You are viewing a plain text version of this content. The canonical link for it is here.

Posted to user@spark.apache.org by ma...@wunderlich.com on 2022/02/18 06:42:10 UTC

Encoders.STRING() causing performance problems in Java application


Hello,

I am working on optimising the performance of a Java ML/NLP application 
based on Spark / SparkNLP. For prediction, I am applying a trained model 
on a Spark dataset which consists of one column with only one row. The 
dataset is created like this:

     List<String> textList = Collections.singletonList(text);
     Dataset<Row> data = sparkSession
         .createDataset(textList, Encoders.STRING())
         .withColumnRenamed(COL_VALUE, COL_TEXT);

The predictions are created like this:

     PipelineModel fittedPipeline = pipeline.fit(dataset);

     Dataset<Row> prediction = fittedPipeline.transform(dataset);

We noticed that the performance isn't quite as good as expected. After 
profiling the application with VisualVM, I noticed that the problem is 
with org.apache.spark.sql.Encoders.STRING() in the creation of the 
dataset, which by itself takes up about 75% of the time for the whole 
prediction method call.

So, is there a simpler and more efficient way of creating the required 
dataset, consisting of one column and one String row?

Thanks a lot.

Cheers,

Martin

Re: Encoders.STRING() causing performance problems in Java application

Posted by ma...@wunderlich.com.


Addendum: I have tried to replace localIterator with a forEach() call on 
the dataset directly, but this hasn't improved the performance.

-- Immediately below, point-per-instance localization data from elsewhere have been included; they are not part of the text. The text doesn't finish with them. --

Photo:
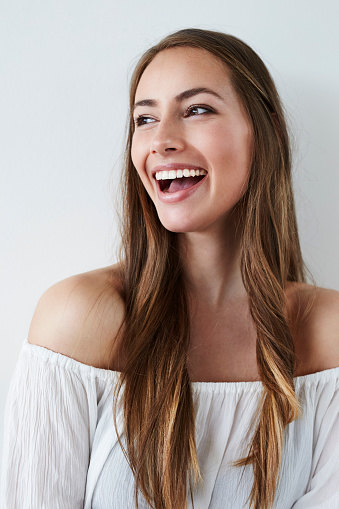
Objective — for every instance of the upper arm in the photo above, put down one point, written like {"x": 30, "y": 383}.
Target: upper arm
{"x": 80, "y": 317}
{"x": 317, "y": 337}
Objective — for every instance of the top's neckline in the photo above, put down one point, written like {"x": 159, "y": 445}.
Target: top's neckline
{"x": 107, "y": 374}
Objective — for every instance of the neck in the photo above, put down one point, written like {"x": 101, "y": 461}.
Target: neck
{"x": 212, "y": 266}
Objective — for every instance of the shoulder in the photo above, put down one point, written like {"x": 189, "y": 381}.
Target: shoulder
{"x": 80, "y": 317}
{"x": 314, "y": 313}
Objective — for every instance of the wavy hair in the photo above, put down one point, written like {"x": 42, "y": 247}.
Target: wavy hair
{"x": 159, "y": 424}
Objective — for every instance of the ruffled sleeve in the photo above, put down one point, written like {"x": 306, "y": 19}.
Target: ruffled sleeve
{"x": 323, "y": 487}
{"x": 50, "y": 420}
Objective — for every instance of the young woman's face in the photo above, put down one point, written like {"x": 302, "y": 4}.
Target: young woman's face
{"x": 188, "y": 117}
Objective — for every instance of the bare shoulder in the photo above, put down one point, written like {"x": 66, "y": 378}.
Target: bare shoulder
{"x": 80, "y": 317}
{"x": 315, "y": 313}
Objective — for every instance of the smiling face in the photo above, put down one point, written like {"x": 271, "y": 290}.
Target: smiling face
{"x": 189, "y": 118}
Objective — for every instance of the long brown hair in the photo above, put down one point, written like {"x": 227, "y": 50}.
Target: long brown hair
{"x": 159, "y": 423}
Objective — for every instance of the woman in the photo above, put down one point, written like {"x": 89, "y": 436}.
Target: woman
{"x": 227, "y": 395}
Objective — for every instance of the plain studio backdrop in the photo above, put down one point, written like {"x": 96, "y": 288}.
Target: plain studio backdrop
{"x": 65, "y": 67}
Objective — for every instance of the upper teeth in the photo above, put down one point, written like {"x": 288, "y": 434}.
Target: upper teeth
{"x": 173, "y": 174}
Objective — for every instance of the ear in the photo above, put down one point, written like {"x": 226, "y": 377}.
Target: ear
{"x": 277, "y": 124}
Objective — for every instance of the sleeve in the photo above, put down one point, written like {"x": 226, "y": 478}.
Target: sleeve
{"x": 323, "y": 488}
{"x": 47, "y": 434}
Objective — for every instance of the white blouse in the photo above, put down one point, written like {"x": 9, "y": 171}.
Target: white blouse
{"x": 61, "y": 449}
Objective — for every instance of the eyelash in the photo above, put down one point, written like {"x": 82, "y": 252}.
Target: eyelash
{"x": 140, "y": 118}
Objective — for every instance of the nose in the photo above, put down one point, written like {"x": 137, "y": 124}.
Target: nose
{"x": 167, "y": 138}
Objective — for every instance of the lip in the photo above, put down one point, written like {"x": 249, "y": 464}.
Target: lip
{"x": 179, "y": 195}
{"x": 175, "y": 166}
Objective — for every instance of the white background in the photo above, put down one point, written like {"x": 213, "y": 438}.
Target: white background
{"x": 63, "y": 103}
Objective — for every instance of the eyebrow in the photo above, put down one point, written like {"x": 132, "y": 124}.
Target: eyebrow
{"x": 180, "y": 97}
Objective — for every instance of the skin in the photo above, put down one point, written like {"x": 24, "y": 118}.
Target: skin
{"x": 223, "y": 340}
{"x": 220, "y": 142}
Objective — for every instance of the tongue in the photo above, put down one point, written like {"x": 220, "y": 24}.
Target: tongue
{"x": 182, "y": 183}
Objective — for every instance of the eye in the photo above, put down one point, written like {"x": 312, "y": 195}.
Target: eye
{"x": 198, "y": 109}
{"x": 143, "y": 120}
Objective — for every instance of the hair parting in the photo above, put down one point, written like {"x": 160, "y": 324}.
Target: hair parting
{"x": 158, "y": 406}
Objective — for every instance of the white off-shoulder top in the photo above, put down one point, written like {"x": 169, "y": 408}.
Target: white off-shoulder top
{"x": 61, "y": 449}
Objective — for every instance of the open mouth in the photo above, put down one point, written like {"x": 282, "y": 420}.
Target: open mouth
{"x": 181, "y": 180}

If the forEach call is the issue, there probably isn't much that can be 
done to further improve things, other than perhaps trying to batch the 
prediction calls instead of running them line by line on the input file.

Cheers,

Martin

Am 2022-02-18 09:41, schrieb martin@wunderlich.com:

> I have been able to partially fix this issue by creating a static final 
> field (i.e. a constant) for Encoders.STRING(). This removes the 
> bottleneck associated with instantiating this Encoder. However, this 
> moved the performance issue only to these two methods:
> 
> org.apache.spark.sql.SparkSession.createDataset (in the code below)
> 
> org.apache.spark.sql.Dataset.toLocalIterator ()
> 
> (ca. 40% each of execution time)
> 
> The second one is called when extracting the prediction results from 
> the dataset:
> 
> Dataset<Row> datasetWithPredictions = predictor.predict(text);
> 
> Dataset<Row> tokensWithPredictions = 
> datasetWithPredictions.select(TOKEN_RESULT, TOKEN_BEGIN, TOKEN_END, 
> PREDICTION_RESULT);
> 
> Iterator<Row> rowIt = tokensWithPredictions.toLocalIterator();
> 
> while(rowIt.hasNext()) {
> Row row = rowIt.next();
> [...] // do stuff here to convert the row
> 
> Any ideas of how I might be able to further optimize this?
> 
> Cheers,
> 
> Martin
> 
> Am 2022-02-18 07:42, schrieb martin@wunderlich.com:
> 
>> Hello,
>> 
>> I am working on optimising the performance of a Java ML/NLP 
>> application based on Spark / SparkNLP. For prediction, I am applying a 
>> trained model on a Spark dataset which consists of one column with 
>> only one row. The dataset is created like this:
>> 
>> List<String> textList = Collections.singletonList(text);
>> Dataset<Row> data = sparkSession
>> .createDataset(textList, Encoders.STRING())
>> .withColumnRenamed(COL_VALUE, COL_TEXT);
>> 
>> The predictions are created like this:
>> 
>> PipelineModel fittedPipeline = pipeline.fit(dataset);
>> 
>> Dataset<Row> prediction = fittedPipeline.transform(dataset);
>> 
>> We noticed that the performance isn't quite as good as expected. After 
>> profiling the application with VisualVM, I noticed that the problem is 
>> with org.apache.spark.sql.Encoders.STRING() in the creation of the 
>> dataset, which by itself takes up about 75% of the time for the whole 
>> prediction method call.
>> 
>> So, is there a simpler and more efficient way of creating the required 
>> dataset, consisting of one column and one String row?
>> 
>> Thanks a lot.
>> 
>> Cheers,
>> 
>> Martin

Re: Encoders.STRING() causing performance problems in Java application

Posted by ma...@wunderlich.com.


I have been able to partially fix this issue by creating a static final 
field (i.e. a constant) for Encoders.STRING(). This removes the 
bottleneck associated with instantiating this Encoder. However, this 
moved the performance issue only to these two methods:

org.apache.spark.sql.SparkSession.createDataset (in the code below)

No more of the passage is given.